Der Aarhuser Trainer Steffen Wich analysierte, dass Bayreuth "viel mehr Energie hatte und den Sieg mehr wollte". Wich weiter: "Wir hatten 21 Würfe mehr als Bayreuth, aber wir haben vorne nichts getroffen. Jetzt müssen wir hoffen, dass Bayreuth in Lissabon gewinnt und uns in das Viertelfinale mitnimmt."

Bayreuths Trainer Raoul Korner sagte: "Das Hinspiel lag uns allen noch schwer im Magen, somit war heute wenig Motivation erforderlich.
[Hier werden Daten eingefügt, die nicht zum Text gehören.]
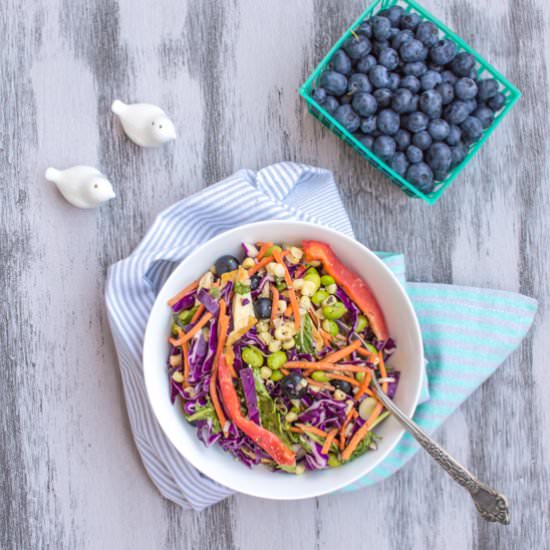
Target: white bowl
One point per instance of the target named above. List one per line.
(260, 481)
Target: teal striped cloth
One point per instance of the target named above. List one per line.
(467, 333)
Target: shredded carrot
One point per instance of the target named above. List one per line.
(363, 388)
(312, 430)
(352, 381)
(263, 249)
(292, 295)
(259, 265)
(274, 303)
(186, 336)
(341, 353)
(328, 441)
(364, 429)
(323, 365)
(197, 314)
(182, 293)
(223, 322)
(185, 350)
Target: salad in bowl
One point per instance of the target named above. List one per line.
(271, 353)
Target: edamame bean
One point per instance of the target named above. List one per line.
(277, 375)
(361, 323)
(276, 360)
(252, 356)
(320, 376)
(319, 297)
(330, 326)
(334, 311)
(313, 276)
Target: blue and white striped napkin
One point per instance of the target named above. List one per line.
(467, 332)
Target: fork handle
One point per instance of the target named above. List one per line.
(491, 505)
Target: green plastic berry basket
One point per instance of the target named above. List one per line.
(511, 93)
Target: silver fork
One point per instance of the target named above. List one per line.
(491, 505)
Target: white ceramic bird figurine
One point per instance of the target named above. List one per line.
(82, 186)
(145, 124)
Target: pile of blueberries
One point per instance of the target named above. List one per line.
(408, 95)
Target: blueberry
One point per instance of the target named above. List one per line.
(417, 68)
(347, 117)
(456, 112)
(442, 52)
(331, 104)
(383, 97)
(378, 46)
(367, 141)
(381, 27)
(400, 38)
(485, 115)
(398, 163)
(471, 104)
(497, 101)
(465, 88)
(334, 83)
(427, 33)
(364, 28)
(430, 79)
(421, 176)
(384, 147)
(357, 46)
(402, 100)
(368, 124)
(486, 88)
(402, 139)
(394, 14)
(319, 95)
(411, 83)
(262, 308)
(414, 154)
(454, 135)
(379, 77)
(417, 121)
(430, 102)
(462, 64)
(358, 82)
(422, 140)
(439, 157)
(388, 121)
(294, 385)
(395, 79)
(439, 129)
(413, 50)
(446, 91)
(448, 76)
(471, 129)
(364, 104)
(409, 21)
(224, 264)
(366, 63)
(458, 154)
(389, 58)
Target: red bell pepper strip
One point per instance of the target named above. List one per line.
(356, 288)
(267, 440)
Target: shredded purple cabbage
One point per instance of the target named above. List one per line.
(249, 390)
(186, 302)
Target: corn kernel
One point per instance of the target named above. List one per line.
(177, 377)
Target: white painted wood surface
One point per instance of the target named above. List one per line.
(227, 72)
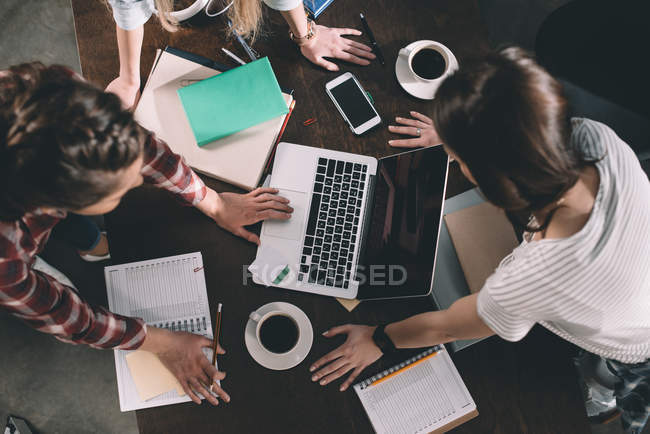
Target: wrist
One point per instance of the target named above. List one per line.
(155, 340)
(212, 204)
(305, 37)
(382, 340)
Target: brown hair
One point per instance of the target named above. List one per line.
(62, 140)
(508, 119)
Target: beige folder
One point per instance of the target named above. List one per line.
(482, 237)
(238, 159)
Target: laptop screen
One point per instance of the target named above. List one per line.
(401, 233)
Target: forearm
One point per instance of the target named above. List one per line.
(129, 44)
(460, 321)
(297, 20)
(211, 203)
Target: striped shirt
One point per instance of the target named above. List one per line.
(592, 288)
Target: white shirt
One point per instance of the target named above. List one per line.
(131, 14)
(592, 288)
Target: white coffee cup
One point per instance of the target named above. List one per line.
(408, 53)
(260, 319)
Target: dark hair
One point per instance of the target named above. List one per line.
(508, 120)
(62, 140)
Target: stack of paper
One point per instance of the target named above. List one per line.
(166, 293)
(238, 159)
(232, 101)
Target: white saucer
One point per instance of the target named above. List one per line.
(286, 360)
(416, 86)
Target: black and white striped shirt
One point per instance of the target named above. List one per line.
(592, 288)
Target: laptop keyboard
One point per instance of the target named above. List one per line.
(333, 224)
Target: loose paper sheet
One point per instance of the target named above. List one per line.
(151, 377)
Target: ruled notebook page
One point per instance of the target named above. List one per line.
(166, 293)
(422, 398)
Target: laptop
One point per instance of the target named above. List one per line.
(362, 227)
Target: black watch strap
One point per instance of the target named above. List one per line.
(382, 340)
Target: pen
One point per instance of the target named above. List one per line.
(215, 343)
(373, 41)
(232, 56)
(403, 369)
(243, 43)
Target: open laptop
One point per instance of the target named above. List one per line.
(361, 227)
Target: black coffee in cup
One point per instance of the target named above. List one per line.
(428, 63)
(279, 333)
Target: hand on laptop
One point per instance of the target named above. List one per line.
(182, 354)
(233, 211)
(427, 133)
(330, 43)
(357, 352)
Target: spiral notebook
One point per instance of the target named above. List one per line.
(423, 394)
(167, 293)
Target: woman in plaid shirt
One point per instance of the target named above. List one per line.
(66, 146)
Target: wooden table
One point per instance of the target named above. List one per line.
(522, 387)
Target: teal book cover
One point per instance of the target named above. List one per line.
(232, 101)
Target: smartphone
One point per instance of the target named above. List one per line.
(353, 103)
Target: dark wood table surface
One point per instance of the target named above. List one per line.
(528, 386)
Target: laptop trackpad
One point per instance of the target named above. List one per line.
(291, 229)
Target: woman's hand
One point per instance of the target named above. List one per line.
(427, 137)
(233, 211)
(331, 43)
(358, 351)
(127, 90)
(182, 354)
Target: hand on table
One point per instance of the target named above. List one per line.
(128, 91)
(233, 211)
(330, 43)
(427, 137)
(358, 351)
(182, 354)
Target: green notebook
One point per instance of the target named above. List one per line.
(232, 101)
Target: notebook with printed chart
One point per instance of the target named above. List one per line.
(423, 394)
(168, 293)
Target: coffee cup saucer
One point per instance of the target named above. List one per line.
(415, 86)
(292, 357)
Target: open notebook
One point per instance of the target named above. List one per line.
(421, 395)
(168, 293)
(238, 159)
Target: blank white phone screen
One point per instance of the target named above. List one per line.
(353, 103)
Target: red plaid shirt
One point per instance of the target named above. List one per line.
(52, 307)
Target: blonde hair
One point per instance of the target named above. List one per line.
(246, 16)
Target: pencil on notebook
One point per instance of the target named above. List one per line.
(403, 369)
(215, 343)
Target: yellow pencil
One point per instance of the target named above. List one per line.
(215, 343)
(403, 369)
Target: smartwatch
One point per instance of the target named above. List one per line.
(382, 340)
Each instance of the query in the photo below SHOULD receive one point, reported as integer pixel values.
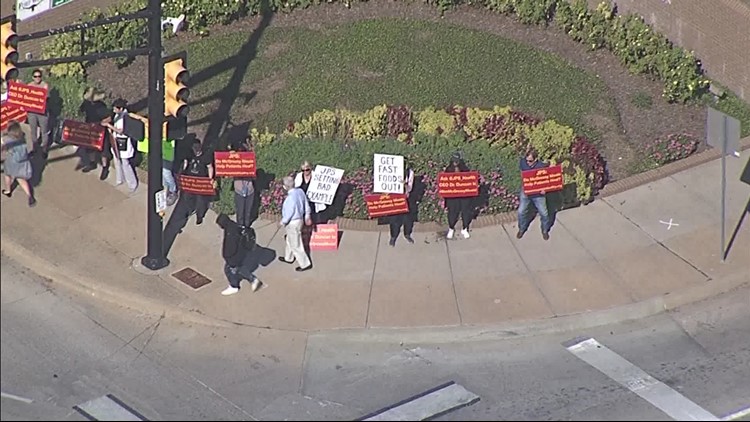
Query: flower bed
(491, 141)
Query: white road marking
(737, 415)
(430, 404)
(15, 397)
(108, 408)
(669, 401)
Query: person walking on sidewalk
(39, 123)
(17, 164)
(458, 206)
(539, 200)
(406, 220)
(294, 213)
(124, 145)
(234, 253)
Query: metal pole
(155, 258)
(723, 184)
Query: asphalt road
(60, 351)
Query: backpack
(248, 238)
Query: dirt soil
(620, 139)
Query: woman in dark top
(458, 206)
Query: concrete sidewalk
(610, 260)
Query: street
(61, 351)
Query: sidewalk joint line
(453, 283)
(660, 243)
(531, 273)
(372, 281)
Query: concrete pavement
(608, 261)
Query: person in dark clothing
(234, 254)
(458, 206)
(95, 110)
(539, 200)
(198, 165)
(406, 220)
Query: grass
(417, 63)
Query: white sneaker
(230, 291)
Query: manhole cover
(192, 278)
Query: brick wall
(718, 31)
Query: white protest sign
(324, 183)
(388, 173)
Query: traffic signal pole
(155, 258)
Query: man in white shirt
(294, 213)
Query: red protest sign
(548, 179)
(89, 135)
(383, 204)
(234, 163)
(197, 185)
(325, 237)
(459, 184)
(33, 99)
(10, 112)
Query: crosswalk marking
(108, 408)
(429, 404)
(666, 399)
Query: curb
(64, 276)
(67, 278)
(509, 217)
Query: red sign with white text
(325, 237)
(547, 179)
(89, 135)
(31, 98)
(10, 112)
(384, 204)
(234, 163)
(458, 185)
(197, 185)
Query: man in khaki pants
(294, 213)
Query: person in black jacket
(234, 253)
(458, 206)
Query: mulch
(620, 140)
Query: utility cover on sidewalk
(192, 278)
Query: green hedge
(633, 41)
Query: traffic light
(8, 45)
(176, 92)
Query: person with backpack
(199, 165)
(234, 249)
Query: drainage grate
(192, 278)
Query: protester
(199, 165)
(531, 162)
(123, 146)
(406, 220)
(95, 110)
(244, 195)
(39, 123)
(458, 206)
(302, 180)
(294, 213)
(234, 253)
(17, 164)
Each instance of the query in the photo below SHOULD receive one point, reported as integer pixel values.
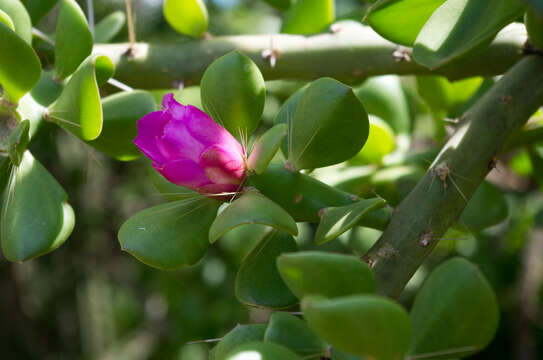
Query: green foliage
(258, 282)
(400, 21)
(121, 111)
(36, 219)
(458, 27)
(233, 93)
(293, 333)
(455, 310)
(188, 17)
(366, 325)
(20, 18)
(78, 108)
(327, 274)
(252, 208)
(170, 235)
(20, 67)
(308, 17)
(73, 39)
(329, 125)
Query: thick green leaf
(534, 24)
(262, 351)
(441, 94)
(265, 148)
(233, 93)
(487, 207)
(252, 208)
(327, 274)
(239, 335)
(170, 190)
(383, 96)
(36, 219)
(336, 220)
(73, 39)
(329, 126)
(380, 143)
(21, 20)
(400, 21)
(455, 311)
(293, 333)
(365, 325)
(458, 27)
(37, 9)
(18, 142)
(78, 108)
(308, 17)
(109, 27)
(258, 282)
(20, 67)
(188, 17)
(280, 4)
(121, 113)
(170, 235)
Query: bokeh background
(89, 300)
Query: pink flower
(189, 149)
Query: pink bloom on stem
(189, 149)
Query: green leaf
(329, 126)
(78, 108)
(336, 220)
(73, 39)
(37, 9)
(308, 17)
(18, 142)
(380, 143)
(36, 219)
(20, 67)
(486, 208)
(121, 113)
(258, 282)
(534, 24)
(170, 235)
(458, 27)
(455, 310)
(188, 17)
(327, 274)
(241, 334)
(109, 27)
(441, 94)
(265, 148)
(20, 18)
(262, 351)
(293, 333)
(365, 325)
(383, 96)
(169, 190)
(233, 93)
(400, 21)
(280, 4)
(252, 208)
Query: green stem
(351, 54)
(439, 198)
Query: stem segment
(440, 196)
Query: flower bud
(189, 149)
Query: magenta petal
(222, 166)
(183, 173)
(151, 128)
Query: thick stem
(439, 198)
(351, 54)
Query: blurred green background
(89, 300)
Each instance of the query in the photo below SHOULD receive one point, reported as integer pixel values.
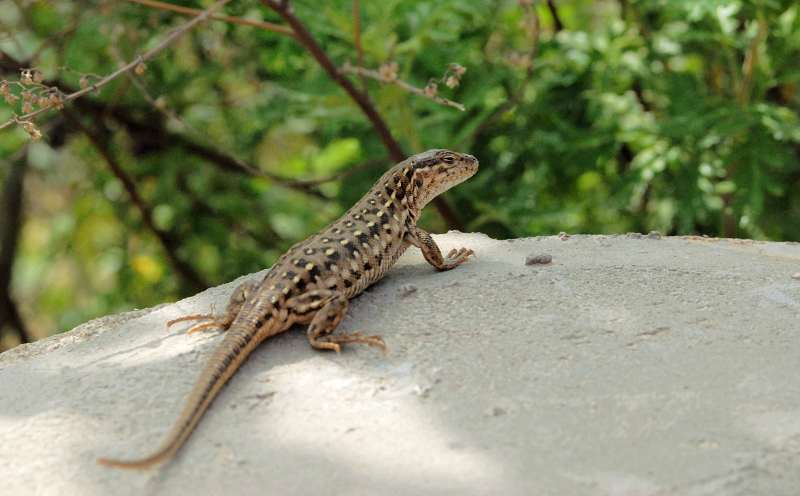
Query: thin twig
(275, 28)
(304, 37)
(373, 74)
(357, 40)
(750, 62)
(167, 41)
(558, 25)
(533, 25)
(10, 225)
(168, 242)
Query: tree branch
(167, 41)
(372, 74)
(533, 25)
(557, 24)
(357, 40)
(304, 37)
(268, 26)
(170, 245)
(10, 225)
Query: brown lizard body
(312, 282)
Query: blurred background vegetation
(234, 142)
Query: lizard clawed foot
(199, 327)
(334, 342)
(457, 256)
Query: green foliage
(679, 116)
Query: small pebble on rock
(407, 289)
(538, 259)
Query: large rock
(630, 365)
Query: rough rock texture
(629, 365)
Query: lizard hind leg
(223, 321)
(331, 307)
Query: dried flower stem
(137, 62)
(372, 74)
(275, 28)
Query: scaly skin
(312, 282)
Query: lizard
(312, 283)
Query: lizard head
(436, 171)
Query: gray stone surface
(630, 365)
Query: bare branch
(168, 242)
(305, 38)
(357, 40)
(137, 62)
(533, 26)
(423, 92)
(10, 225)
(558, 25)
(268, 26)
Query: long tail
(229, 356)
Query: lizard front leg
(330, 309)
(432, 253)
(223, 321)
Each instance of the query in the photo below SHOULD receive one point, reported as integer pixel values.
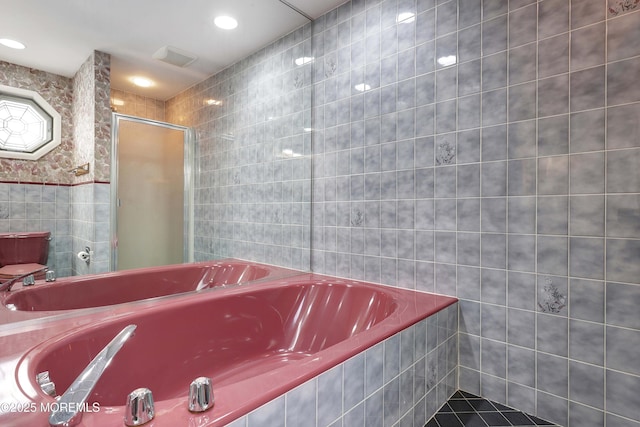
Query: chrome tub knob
(139, 408)
(200, 395)
(29, 280)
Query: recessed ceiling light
(225, 22)
(447, 60)
(303, 60)
(142, 81)
(13, 44)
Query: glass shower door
(150, 194)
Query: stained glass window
(28, 127)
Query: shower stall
(151, 193)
Unsere Offensive läuft derzeit wie ein gut geölter Motor, und auch defensiv bin ich heute nicht unzufrieden." Medi Bayreuth - Bakken Bears 105:82 (29:21, 27:22, 22:15, 27:24) Medi Bayreuth: Robinson (7), Woodard (23), Doreth (7), Seiferth (16), Meisner (14), Alford (6), Travis (6), Bruinsma (14), Linhart (12), Grüttner. Bakken Bears: Efianyi, Darbo (3), Evans (6), Ortiz (6), Jukic (19), Ongwae (6), Diouf (13), Sahlertz, Galloway (3), Hilliard (15), Laerke (11). Zuschauer: 2200.